Parecía una broma. Una anécdota en el peor de los casos. Pero el caso de la bomba fétida que causó malos olores en el ayuntamiento de Conil e hizo que el gobierno municipal suspendiera el pleno que se iba a celebrar el jueves por la tarde puede tener recorrido. Fuentes del gobierno local apuntan a lavozdelsur.es que está estudiando poner una denuncia por un delito contra la salud pública debido al malestar causado en las dependencias municipales.
Los hechos tuvieron lugar este jueves pese al rechazo de la oposición. Izquierda Unida ha emitido un comunicado en el que manifiesta "asombro y vergüenza ajena" sobre lo que califican una "ocurrencia" del gobierno conileño. "De referente municipal para otros pueblos, a convertirse en el hazmerreír más ridículo de la comarca".
Izquierda Unida considera que la decisión municipal se debe a "una estrategia calculada para criminalizar a los sindicatos, que en ese momento se encontraban concentrados pacíficamente a las puertas del salón de plenos, reclamando algo tan básico como el pago de salarios adeudados a trabajadores y trabajadoras municipales".
La formación de la oposición también cree que "el colmo del esperpento llegó con la posterior comparecencia pública del tripartito, exagerando los hechos, hablando de abrir investigaciones y actuando como si Conil hubiera sufrido un atentado".

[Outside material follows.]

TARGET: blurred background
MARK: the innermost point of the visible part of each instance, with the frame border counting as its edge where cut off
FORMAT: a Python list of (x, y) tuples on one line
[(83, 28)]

Un Ayuntamiento atrapado por la polémica
En las últimas semanas, el Consistorio conileño ha estado envuelto en otras polémicas. La más significativa ha tenido relación con el exjefe de la Policía Local, que ha tenido que ser readmitido por el Ayuntamiento tras un largo litigio en el que fue expedientado en dos ocasiones.
La Audiencia Provincial de Cádiz desestimó el recurso de apelación presentado por el Ayuntamiento, aunque la alcaldesa insiste en que no se trata de una reincorporación impuesta por la Justicia, sino de un decreto municipal que declara caducado un expediente disciplinario concreto y levanta las medidas cautelares de suspensión de empleo.
El origen de las actuaciones municipales y judiciales se encuentra en una denuncia por presuntas agresiones. Según el Ayuntamiento, existen vídeos y un acta de comparecencia de la denunciante. El afectado, José Manuel Vallejo, por su parte, denunció a la vecina ante los tribunales, de los que resultó absuelta. La sentencia calificó su comportamiento como reprobable y recomendó medidas disciplinarias desde el Ayuntamiento.